Approaching the international perspective on cybersecurity

– January 2024
Today we interview Dr. Rebecca Slayton, Associate Professor at Cornell University, who will be one of our keynote speakers at the OCSC.

OCSC: Dear Dr. Slayton, based on your research at the intersection of technology and policy, could you highlight some key ways in which the international approach to cybersecurity has changed in response to new technological realities? 

Dr. Rebecca Slayton: This is a great question. The answer likely depends on what we mean by things like “international approach,” “cybersecurity,” and “technological realities”. My research has generally focused on how state and non-state approaches to international cybersecurity are actively shaping technological realities, rather than the reverse. For example, U.S. policies towards foreign companies like Kaspersky are reportedly reducing Kaspersky’s sales in North America [2], while increasing sales in Russia. While I have yet to see solid numbers, it is likely that the Russian invasion of Ukraine in 2022 is exacerbating this trend. Similarly, the U.S. Chips Act offers U.S. companies ample funding for semiconductor manufacturing, on the condition that they not expand manufacturing in China. The Forum of Incident Response and Security Teams (FIRST) recently was forced to suspend the membership of Huawei and other Chinese companies over changes to U.S. export control policies. These are just a few of the ways in which international conflict is shaping the ways that technologies are produced, maintained, and used. 

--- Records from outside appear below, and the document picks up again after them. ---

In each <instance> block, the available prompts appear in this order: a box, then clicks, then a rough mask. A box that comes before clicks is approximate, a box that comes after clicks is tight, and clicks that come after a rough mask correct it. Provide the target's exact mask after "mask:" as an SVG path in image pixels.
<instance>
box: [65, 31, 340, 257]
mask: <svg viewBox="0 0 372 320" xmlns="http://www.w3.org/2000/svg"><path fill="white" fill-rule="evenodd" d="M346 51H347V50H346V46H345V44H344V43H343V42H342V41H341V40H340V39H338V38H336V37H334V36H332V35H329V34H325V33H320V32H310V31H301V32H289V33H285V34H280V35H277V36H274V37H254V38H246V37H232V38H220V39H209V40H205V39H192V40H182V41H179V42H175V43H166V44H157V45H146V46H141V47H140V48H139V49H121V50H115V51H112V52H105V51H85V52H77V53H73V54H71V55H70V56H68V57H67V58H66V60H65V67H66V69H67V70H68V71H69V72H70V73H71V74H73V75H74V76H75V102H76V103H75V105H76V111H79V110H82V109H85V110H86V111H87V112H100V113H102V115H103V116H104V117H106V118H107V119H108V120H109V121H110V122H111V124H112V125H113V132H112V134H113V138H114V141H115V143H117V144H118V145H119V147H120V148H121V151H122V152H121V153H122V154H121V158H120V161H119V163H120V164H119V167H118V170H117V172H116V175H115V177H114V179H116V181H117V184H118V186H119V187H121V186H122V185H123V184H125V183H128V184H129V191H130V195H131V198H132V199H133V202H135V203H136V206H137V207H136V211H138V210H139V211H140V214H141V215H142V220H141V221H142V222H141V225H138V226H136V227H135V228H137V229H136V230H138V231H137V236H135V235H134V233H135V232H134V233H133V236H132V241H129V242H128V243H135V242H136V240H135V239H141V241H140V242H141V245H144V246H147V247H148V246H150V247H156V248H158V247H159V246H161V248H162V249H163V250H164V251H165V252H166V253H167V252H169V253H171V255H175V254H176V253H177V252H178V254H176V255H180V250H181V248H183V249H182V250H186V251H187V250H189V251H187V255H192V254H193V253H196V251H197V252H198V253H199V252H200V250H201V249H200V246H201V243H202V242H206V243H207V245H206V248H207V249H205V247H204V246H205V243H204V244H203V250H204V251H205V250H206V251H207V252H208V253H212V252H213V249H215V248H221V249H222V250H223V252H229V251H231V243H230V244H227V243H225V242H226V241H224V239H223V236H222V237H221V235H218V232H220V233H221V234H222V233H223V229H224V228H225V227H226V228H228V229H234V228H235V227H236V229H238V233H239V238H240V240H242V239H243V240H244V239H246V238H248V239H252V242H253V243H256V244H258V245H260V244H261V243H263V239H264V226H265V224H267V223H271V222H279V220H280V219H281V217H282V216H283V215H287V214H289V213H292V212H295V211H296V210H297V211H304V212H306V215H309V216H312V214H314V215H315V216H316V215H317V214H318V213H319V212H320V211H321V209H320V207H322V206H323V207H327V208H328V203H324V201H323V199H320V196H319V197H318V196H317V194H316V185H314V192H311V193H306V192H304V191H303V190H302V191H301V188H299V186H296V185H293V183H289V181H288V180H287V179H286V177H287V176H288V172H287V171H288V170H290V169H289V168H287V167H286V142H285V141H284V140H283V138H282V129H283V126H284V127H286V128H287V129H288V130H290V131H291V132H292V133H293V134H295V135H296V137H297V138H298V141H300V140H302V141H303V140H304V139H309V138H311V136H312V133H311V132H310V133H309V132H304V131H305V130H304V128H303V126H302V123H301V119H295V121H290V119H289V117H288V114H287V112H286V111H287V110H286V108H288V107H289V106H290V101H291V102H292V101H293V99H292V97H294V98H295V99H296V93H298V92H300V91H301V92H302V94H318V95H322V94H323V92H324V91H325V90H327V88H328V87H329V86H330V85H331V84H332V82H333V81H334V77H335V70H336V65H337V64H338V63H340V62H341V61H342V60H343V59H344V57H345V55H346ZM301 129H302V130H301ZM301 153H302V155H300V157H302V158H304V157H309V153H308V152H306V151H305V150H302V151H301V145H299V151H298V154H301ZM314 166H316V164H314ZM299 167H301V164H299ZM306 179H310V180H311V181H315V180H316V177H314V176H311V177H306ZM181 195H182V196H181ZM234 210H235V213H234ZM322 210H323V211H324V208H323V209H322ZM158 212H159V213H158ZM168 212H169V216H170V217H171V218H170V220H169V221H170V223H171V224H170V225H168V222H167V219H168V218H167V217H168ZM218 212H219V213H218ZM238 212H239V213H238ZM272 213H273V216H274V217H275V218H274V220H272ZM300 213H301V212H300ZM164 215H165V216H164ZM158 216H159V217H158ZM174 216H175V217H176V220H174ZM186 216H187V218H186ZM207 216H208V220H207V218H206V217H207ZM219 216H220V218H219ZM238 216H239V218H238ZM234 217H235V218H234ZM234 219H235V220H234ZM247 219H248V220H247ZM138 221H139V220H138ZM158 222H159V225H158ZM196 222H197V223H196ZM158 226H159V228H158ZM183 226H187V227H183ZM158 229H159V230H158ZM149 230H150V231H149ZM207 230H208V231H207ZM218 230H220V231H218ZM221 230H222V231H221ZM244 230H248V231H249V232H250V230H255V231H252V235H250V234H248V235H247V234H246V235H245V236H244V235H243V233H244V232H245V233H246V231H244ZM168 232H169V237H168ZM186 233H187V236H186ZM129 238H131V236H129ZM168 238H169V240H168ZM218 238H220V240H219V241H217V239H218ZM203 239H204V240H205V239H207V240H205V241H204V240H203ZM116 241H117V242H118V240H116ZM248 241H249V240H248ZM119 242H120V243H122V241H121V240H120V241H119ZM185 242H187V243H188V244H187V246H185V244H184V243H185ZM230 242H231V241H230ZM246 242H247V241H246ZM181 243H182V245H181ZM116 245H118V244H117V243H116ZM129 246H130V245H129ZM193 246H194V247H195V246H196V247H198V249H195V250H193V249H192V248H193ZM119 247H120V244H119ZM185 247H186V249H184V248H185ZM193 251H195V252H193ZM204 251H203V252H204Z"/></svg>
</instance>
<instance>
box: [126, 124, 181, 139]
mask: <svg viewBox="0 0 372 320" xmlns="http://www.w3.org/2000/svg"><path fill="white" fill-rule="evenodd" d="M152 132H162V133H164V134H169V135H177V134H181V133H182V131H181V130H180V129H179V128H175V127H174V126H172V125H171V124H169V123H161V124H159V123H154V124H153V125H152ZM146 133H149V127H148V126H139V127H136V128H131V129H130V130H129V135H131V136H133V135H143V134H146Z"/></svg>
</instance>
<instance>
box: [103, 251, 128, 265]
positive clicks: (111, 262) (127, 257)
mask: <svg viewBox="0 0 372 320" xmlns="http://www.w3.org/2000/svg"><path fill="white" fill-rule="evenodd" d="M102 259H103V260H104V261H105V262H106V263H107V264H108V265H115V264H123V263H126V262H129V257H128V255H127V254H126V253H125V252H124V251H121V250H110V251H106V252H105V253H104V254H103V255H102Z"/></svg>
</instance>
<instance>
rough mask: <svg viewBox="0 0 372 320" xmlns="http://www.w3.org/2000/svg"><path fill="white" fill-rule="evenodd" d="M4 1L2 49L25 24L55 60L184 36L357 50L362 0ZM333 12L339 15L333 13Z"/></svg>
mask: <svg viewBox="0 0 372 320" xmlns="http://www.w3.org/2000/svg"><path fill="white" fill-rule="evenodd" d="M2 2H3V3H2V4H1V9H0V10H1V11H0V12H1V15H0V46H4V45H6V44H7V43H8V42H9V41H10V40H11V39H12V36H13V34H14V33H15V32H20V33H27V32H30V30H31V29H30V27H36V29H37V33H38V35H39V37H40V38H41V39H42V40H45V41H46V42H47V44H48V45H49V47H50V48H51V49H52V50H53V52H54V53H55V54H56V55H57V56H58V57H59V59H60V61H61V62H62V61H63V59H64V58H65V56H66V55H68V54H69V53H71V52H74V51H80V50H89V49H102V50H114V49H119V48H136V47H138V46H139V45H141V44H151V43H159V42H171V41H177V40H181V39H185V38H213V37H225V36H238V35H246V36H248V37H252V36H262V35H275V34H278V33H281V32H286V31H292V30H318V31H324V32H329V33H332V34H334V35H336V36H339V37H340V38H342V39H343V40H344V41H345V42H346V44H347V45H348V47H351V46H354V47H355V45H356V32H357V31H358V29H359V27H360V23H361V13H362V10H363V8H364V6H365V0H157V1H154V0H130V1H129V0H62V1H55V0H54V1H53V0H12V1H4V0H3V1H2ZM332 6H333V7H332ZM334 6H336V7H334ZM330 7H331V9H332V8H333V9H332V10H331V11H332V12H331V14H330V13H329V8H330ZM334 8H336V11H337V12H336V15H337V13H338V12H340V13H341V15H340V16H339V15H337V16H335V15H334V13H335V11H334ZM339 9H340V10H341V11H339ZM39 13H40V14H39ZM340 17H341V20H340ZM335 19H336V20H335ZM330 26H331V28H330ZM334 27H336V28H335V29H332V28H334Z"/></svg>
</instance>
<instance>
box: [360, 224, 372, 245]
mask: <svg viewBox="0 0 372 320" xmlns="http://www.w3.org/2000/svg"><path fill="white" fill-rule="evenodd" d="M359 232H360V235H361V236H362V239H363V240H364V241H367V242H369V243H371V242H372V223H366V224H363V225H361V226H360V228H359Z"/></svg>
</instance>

OCSC: Given your insights into the 'smart' grid, what are some of the cybersecurity challenges that this innovation presents, and how might they inform broader security practices and collaborations, including those related to incident management? 

Dr. Rebecca Slayton: Smart grid means different things to different people, but the general trend towards digitizing and networking “operational technology”—that is, systems that control physical processes, like the electrical grid, manufacturing plants, or transportation infrastructure—comes with unique security challenges. For well over a decade, engineers have been trying to close the “gap” between operational technology (OT) and information technology (IT). The practices commonly used to secure office computers and networks such as frequent software updates and stringent password management practices are more difficult to implement in operational technology, which typically operates 24/7 and can create physical hazards. Operators of these physical systems achieve reliable operation by minimizing the changes that are so often needed to secure software. They are also wary of tough passwords that could leave them locked out in an emergency.

OCSC: How does Incident Response itself apply to it?

Dr. Rebecca Slayton: “Incident response” is more general than and actually precedes the establishment of cybersecurity incident response. Technically it includes the long-standing concerns of workers in operational technology, who must respond to potentially hazardous physical malfunctions on short notice. Identifying this commonality may be one way of helping bridge the gap.

OCSC: Does this gap have wider implications?

Dr. Rebecca Slayton: More broadly, the “gap” between OT and IT is a reminder of the need for respectful collaboration between organizations and cultures that may not share the same understanding of what security means. Cybersecurity incident responders have recognized the need for collaboration across diverse organizational and cultural contexts since their work was first institutionalized in the late 1980s. [1] However, the dominant discourse of incident response, with its emphasis on a shared interest in “security,” often elides different understandings of what security means. This becomes most obvious in the context of nation-state conflicts, when incident responders from one nation are sometimes obligated to follow different security practices than those from another. Would it be helpful to more clearly articulate where different visions of security align and misalign? Or is it easier to leave that as a space of strategic ambiguity? I’d be interested in hearing how people in the field think about such questions.

OCSC: How do you perceive the role of conferences like OCSC in shaping cybersecurity professionals, and what practical impacts do you believe could emerge from these collaborative platforms?

Dr. Rebecca Slayton: My observation is that all new and important initiatives in cybersecurity have emerged from relationships between people, typically forged in face-to-face interactions. So, meetings like the Open Cyber Security Conference are essential for building trust and creative solutions to contemporary security problems.

OCSC: Thank you very much Rebecca and see you soon in Tenerife for OCSC24!

Dr. Rebecca Slayton: Thanks, see you there!

Interesting reads:
[1] Slayton, R., & Clarke, B. (2020). Trusting Infrastructure: The Emergence of Computer Security Incident Response, 1989–2005. Technology and Culture 61(1), 173-206.